Puglia - Truffa per forniture di gasolio

Nell'inchiesta sono coinvolte 16 persone, tra cui pubblici funzionari. Veniva erogata la metà del quantitativo pagato con la complicità di imprenditore e amministratori
BARI - Una articolata frode nella fornitura di gasolio per riscaldamento a strutture pubbliche tra cui le Poste italiane e le Ferrovie dello Stato di varie regioni d'Italia è stata scoperta da finanzieri del nucleo regionale di polizia tributaria della Puglia. Nell'inchiesta sono coinvolte 16 persone, tra cui pubblici funzionari, accusate a vario titolo di associazione per delinquere finalizzata alla frode in pubbliche forniture e concorso esterno in frode.
L'indagine, diretta dal sostituto procuratore della Repubblica presso il Tribunale di Bari Roberto Rossi, è durata diversi mesi e ha portato a perquisizioni e sequestri in varie regioni, quali Abruzzo, Lazio e Campania. Secondo quanto accertato, la frode veniva realizzata da una ditta vincitrice di vari appalti per la fornitura di gasolio da riscaldamento ad amministrazioni ed enti pubblici di diverse regioni tra cui la Toscana e la Puglia.
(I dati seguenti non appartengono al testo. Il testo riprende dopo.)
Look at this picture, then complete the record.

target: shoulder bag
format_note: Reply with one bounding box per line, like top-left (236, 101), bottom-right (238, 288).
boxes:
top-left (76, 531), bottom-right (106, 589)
Grazie a un articolato sistema di manomissioni elettromeccaniche ai sistemi di misurazione, l'azienda era in grado di erogare un quantitativo di carburante inferiore a quanto risultava con differenze sino al 50% dell'ammontare del fatturato.

Secondo gli investigatori, in alcuni casi alla truffa collaboravano anche funzionari pubblici che ricevevano in cambio buoni benzina. I quantitativi di carburante sottratti venivano poi rivenduti in nero a clienti di fiducia. I militari hanno sequestrato complessivamente 160 tonnellate tra gasolio da riscaldamento, autotrazione, biodisel e kerosene, sette autobotti sulle quali sono in corso accertamenti per verificare eventuali manomissioni dell'apparato erogatore. Secondo l'accusa, l'azienda utilizzava due sistemi per realizzare la frode. In primo luogo ogni autobotte aveva una doppia documentazione di accompagnamento con uguale numero identificativo: una regolare da esibire in caso di controlli e l'altra per un quantitativo pari ad un decimo di quello reale da consegnare al cliente che avrebbe probabilmente pagato gli altri nove decimi in nero. Inoltre, in un deposito della ditta era stata accertata una modifica strutturale del pozzetto per le misurazioni del prodotto in giacenza che, in caso di controlli, consentiva di impostare valori differenti da quelli reali.